New plan for Main Street may drop sidewalk cafes

THE BALTIMORE SUN

Annapolis' Historic District Commission is likely to approve a scaled-down version of the city's Main Street reconstruction plan next week that could prevent restaurants from opening sidewalk cafes.

The commission, which must approve all development downtown, agreed at a work session Monday to approve the city's plan, if the sidewalk width at two proposed pedestrian gathering places at the foot of Main Street is reduced and two other relatively minor changes are made. The commission is to vote on the project Dec. 14

"I think we're moving into the final phase on Main Street," said Donna Hole, a city historic preservation planner who serves as staff to the commission.

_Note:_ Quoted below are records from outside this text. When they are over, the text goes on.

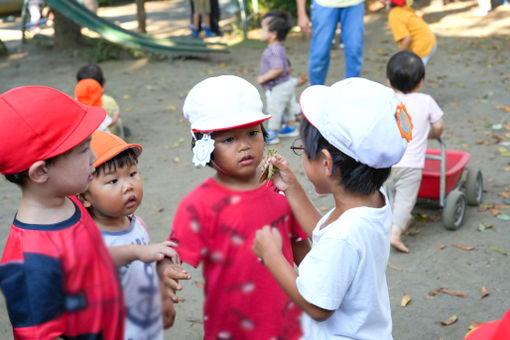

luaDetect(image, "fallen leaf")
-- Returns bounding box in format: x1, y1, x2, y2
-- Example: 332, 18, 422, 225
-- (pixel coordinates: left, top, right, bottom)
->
429, 288, 441, 296
455, 244, 476, 250
441, 315, 458, 326
491, 246, 507, 255
400, 294, 411, 307
468, 321, 482, 331
441, 288, 466, 298
388, 261, 404, 272
497, 214, 510, 221
481, 286, 490, 299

The potential for sidewalk cafes has been near the center of the battle over the $5 million face lift. Downtown residents complain that the plan would turn the picturesque street into an overrun pedestrian mall and that the cafes would contribute to noise, trash and aggravation.

But restaurant owners say the reconstruction plan would make Main Street a natural place for dining alfresco and more inviting ,, to customers.

City officials, who planned to start work in January, feared that the project could be jeopardized if commission approval were delayed.

In addition to reducing sidewalk width, the commission told the city to limit tree plantings to the bottom half of Main Street and place a utility vault under a traffic island in the middle of the street instead of under a widened sidewalk.

The project, half of which is being paid for by the state, involves burying overhead utility lines, planting trees, adding benches, widening the sidewalks in some spots and covering the 300-year-old street with new, red bricks from City Dock to Church Circle.

The commission hotly criticized the city's original Main Street plan, which proposed much wider sidewalks and large pedestrian gathering areas on several street corners. But in the last few weeks the city has reworked the plan, and at a public meeting last week it formally presented to the commission a compromise that omitted the most controversial elements.

All that's left for the city to do is make some minor changes to its compromise blueprint, said Emory Harrison, director of Central Services who is overseeing the Main Street project.

"We're getting there, one brick at a time," he said.